To sum up, in the invention, the two resonant portions of the dual-feed planar antenna can be effectively isolated and obtain the permissible isolation without making the interval between the two resonant portions be a half of the maximum wavelength used by the two resonant portions, and the overall 3D radiation efficiency of the dual-feed planar antenna still can be maintained. In the preferred embodiment, the dual-feed planar antenna 1 can operate in the GSM850 communication band, the GSM900 communication band, the GPS communication band, the DCS communication band, the PCS communication band and the UMTS communication band and can be provided on a flat plate 12 of 42 mm×37 mm, and the two resonant portions 14 and 16 still have good isolation (−15 to −20 dB) and have good 3D radiation efficiency (30 to 50%).
Although the present invention has been described in considerable detail with reference to certain preferred embodiments thereof, the disclosure is not for limiting the scope of the invention. Persons having ordinary skill in the art may make various modifications and changes without departing from the scope and spirit of the invention.

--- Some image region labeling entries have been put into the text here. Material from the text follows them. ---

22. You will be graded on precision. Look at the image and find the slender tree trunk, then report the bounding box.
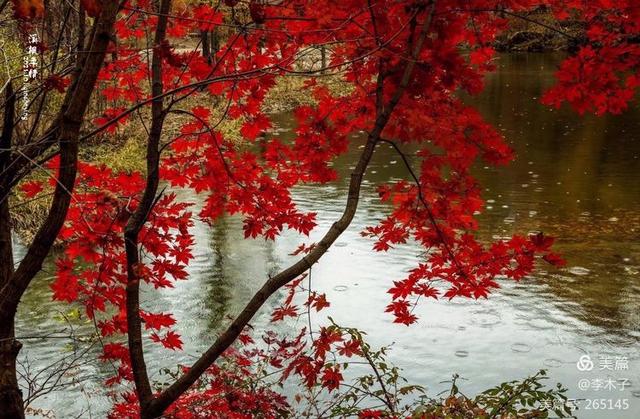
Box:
[124,0,170,418]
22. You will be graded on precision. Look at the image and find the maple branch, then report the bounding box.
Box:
[380,139,467,277]
[0,2,119,418]
[124,0,171,412]
[142,0,436,419]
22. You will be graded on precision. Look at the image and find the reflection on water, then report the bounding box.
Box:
[18,55,640,418]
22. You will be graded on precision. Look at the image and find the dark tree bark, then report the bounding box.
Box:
[124,0,170,416]
[0,82,24,419]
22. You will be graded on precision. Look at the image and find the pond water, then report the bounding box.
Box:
[17,54,640,418]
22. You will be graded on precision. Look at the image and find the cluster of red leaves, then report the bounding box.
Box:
[543,0,640,115]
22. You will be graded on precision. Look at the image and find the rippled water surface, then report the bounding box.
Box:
[18,55,640,418]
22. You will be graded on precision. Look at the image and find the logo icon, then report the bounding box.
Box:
[576,355,593,371]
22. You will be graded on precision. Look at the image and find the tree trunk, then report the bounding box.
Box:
[0,315,24,419]
[0,83,24,419]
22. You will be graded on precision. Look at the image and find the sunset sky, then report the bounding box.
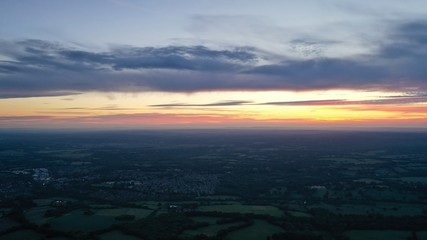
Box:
[0,0,427,129]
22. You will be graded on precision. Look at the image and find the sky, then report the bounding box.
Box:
[0,0,427,130]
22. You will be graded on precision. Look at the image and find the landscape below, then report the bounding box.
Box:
[0,130,427,240]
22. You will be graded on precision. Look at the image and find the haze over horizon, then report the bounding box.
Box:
[0,0,427,129]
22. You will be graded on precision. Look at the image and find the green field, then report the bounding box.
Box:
[0,218,19,232]
[49,210,115,232]
[99,231,140,240]
[345,230,411,240]
[198,204,283,217]
[398,177,427,184]
[309,203,427,217]
[226,220,284,240]
[191,216,220,225]
[182,222,246,237]
[95,208,153,219]
[197,195,239,201]
[417,231,427,240]
[24,207,52,225]
[287,211,313,218]
[0,230,42,240]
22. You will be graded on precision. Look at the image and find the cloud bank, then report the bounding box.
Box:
[0,21,427,97]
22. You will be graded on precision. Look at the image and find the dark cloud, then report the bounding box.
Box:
[0,21,427,98]
[262,97,427,106]
[150,96,427,107]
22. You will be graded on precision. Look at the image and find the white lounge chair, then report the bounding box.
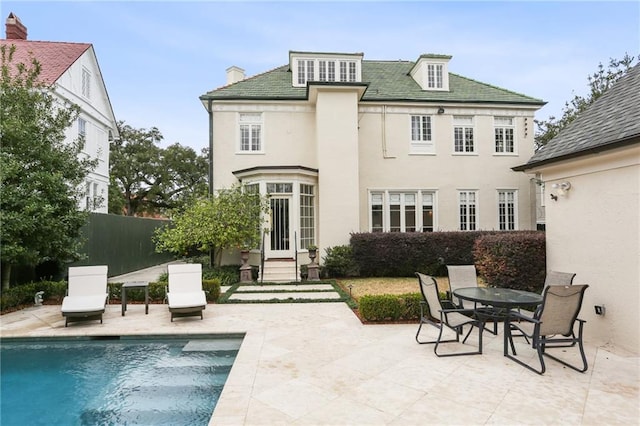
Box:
[167,263,207,322]
[61,265,109,327]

Therefore, the scope of the appended claims should not be limited to the description of the preferred embodiments described above.

Claims

1. A dual-feed planar antenna comprising:

a first resonant portion providing a first radiation path and including a first feed-in portion and a grounding end receiving a grounding level, wherein after the first feed-in portion receives a first antenna signal, the first feed-in portion transmits the first antenna signal to the first radiation path;

a second resonant portion providing a second radiation path and a third radiation path and including a second feed-in portion for respectively receiving a second antenna signal and a third antenna signal to correspondingly transmit the second antenna signal and the third antenna signal to the second radiation path and the third radiation path; and

a grounding portion receiving the grounding level and disposed between the first resonant portion and the second resonant portion.

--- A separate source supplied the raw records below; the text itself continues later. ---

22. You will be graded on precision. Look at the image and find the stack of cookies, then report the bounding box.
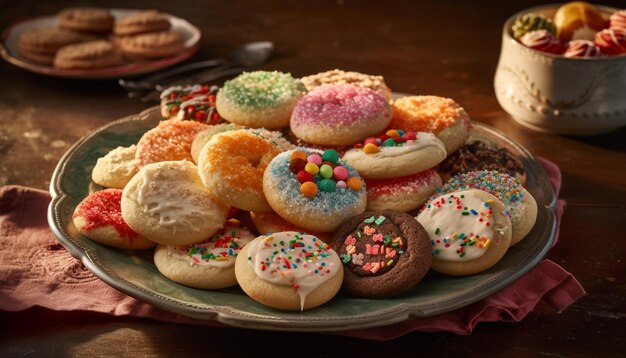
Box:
[19,8,184,69]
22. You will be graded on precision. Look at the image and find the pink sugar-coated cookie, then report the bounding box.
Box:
[365,169,442,212]
[290,84,391,145]
[72,189,156,249]
[609,9,626,31]
[135,119,207,168]
[594,28,626,56]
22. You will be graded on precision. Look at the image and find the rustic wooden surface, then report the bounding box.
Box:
[0,0,626,357]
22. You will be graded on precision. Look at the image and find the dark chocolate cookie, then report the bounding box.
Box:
[439,140,526,184]
[330,210,432,298]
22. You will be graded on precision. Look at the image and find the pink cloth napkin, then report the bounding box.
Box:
[0,159,585,340]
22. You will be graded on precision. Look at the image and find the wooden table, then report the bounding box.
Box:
[0,0,626,357]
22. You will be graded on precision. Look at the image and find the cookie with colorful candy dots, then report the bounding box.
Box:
[330,210,433,298]
[121,160,229,246]
[594,28,626,56]
[91,144,139,189]
[198,129,280,212]
[563,40,604,58]
[135,119,207,167]
[154,219,255,289]
[519,30,565,54]
[216,71,306,129]
[72,189,156,250]
[343,129,446,179]
[364,169,441,212]
[431,170,537,246]
[389,96,472,153]
[437,140,526,185]
[250,211,330,242]
[553,1,605,43]
[416,189,511,276]
[300,69,391,102]
[609,9,626,31]
[235,231,344,311]
[263,148,367,232]
[289,84,391,146]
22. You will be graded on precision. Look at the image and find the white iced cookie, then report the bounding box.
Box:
[235,231,343,310]
[91,144,139,189]
[154,219,255,289]
[416,189,511,276]
[122,160,229,245]
[343,130,446,179]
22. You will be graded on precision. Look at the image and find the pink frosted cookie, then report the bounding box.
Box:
[72,189,156,249]
[290,84,391,145]
[365,169,441,211]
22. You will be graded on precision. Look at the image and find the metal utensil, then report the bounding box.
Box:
[118,41,274,92]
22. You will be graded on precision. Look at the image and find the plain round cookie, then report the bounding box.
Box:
[300,69,391,102]
[54,40,122,69]
[136,119,207,167]
[216,71,306,129]
[289,84,391,146]
[17,28,84,65]
[235,231,343,311]
[263,148,367,232]
[416,189,511,276]
[57,7,115,33]
[198,129,280,211]
[154,220,255,289]
[113,10,172,36]
[122,161,229,245]
[364,169,442,212]
[91,144,139,189]
[343,130,446,179]
[329,210,432,298]
[72,189,156,250]
[434,170,538,246]
[118,31,185,61]
[389,96,472,153]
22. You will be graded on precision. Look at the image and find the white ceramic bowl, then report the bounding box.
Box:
[494,5,626,135]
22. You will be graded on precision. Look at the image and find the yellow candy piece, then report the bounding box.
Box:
[385,129,400,138]
[304,163,320,175]
[363,143,380,154]
[346,177,363,190]
[300,182,317,198]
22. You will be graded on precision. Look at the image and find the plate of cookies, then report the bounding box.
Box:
[0,8,201,79]
[48,70,556,332]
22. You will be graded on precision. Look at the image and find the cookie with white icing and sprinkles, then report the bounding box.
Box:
[263,148,367,232]
[235,231,344,311]
[216,71,306,129]
[154,219,255,289]
[431,170,537,245]
[330,210,432,298]
[416,189,511,276]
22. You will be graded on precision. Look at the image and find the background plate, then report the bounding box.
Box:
[48,107,556,332]
[0,9,201,79]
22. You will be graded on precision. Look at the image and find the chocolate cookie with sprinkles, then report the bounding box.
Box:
[330,210,432,298]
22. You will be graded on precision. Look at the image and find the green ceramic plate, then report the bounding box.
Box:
[48,108,556,332]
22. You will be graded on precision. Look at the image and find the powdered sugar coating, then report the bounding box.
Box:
[291,84,388,127]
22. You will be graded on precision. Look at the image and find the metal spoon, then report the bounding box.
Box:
[118,41,274,92]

2. The dual-feed planar antenna according to claim 1, wherein the first feed-in portion and the grounding end are located at a protrudent portion of the first resonant portion.

3. The dual-feed planar antenna according to claim 2, wherein the protrudent portion is included in one end of the first resonant portion away from the second resonant portion.

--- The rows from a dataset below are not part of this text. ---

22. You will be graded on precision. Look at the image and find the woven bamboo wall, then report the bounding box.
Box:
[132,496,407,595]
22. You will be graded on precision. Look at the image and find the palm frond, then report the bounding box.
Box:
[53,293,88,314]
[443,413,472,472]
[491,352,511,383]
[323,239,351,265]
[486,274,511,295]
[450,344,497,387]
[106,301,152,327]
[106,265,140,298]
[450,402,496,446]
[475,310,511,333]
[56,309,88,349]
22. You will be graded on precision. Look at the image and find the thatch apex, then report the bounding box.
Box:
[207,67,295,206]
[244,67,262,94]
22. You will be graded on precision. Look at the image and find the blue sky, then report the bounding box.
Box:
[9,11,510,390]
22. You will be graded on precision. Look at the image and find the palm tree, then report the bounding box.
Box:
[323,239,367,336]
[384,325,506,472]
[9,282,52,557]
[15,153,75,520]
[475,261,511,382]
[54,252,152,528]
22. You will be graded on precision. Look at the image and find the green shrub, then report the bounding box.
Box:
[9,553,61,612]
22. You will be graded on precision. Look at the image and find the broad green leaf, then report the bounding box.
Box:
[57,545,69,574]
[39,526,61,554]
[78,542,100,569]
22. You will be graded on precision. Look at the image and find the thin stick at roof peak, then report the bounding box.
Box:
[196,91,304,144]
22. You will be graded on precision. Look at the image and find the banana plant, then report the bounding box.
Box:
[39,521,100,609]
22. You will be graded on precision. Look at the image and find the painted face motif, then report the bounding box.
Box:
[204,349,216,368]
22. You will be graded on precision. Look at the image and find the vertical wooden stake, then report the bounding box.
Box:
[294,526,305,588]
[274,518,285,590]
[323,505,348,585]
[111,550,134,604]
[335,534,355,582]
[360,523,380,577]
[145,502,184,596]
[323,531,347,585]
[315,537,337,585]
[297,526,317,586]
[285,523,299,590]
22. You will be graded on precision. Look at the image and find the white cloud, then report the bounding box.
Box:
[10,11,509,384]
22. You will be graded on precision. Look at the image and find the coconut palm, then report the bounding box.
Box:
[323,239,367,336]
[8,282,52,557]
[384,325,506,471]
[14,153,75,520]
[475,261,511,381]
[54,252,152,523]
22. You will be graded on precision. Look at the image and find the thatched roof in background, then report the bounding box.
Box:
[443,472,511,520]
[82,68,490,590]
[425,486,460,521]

4. The dual-feed planar antenna according to claim 2, wherein the grounding end is connected to the grounding portion via the protrudent portion to receive the grounding level.

5. The dual-feed planar antenna according to claim 1, wherein the second feed-in portion is located between the second radiation path and the third radiation path.

6. The dual-feed planar antenna according to claim 1 further comprising a flat plate on which the first resonant portion, the second resonant portion and the grounding portion are formed.

7. The dual-feed planar antenna according to claim 1, wherein the second resonant portion has an operating band selected from a group consisting of the GSM850 communication band, the GSM900 communication band, the DCS communication band, the PCS communication band and the UMTS communication band.

8. The dual-feed planar antenna according to claim 1, wherein the first radiation path has a first operating band including the GPS communication band.

9. The dual-feed planar antenna according to claim 1, wherein the second radiation path has a second operating band including the GSM850 communication band and the GSM900 communication band.

10. The dual-feed planar antenna according to claim 1, wherein the third radiation path has a third operating band including the DCS communication band, the PCS communication band and the UMTS communication band.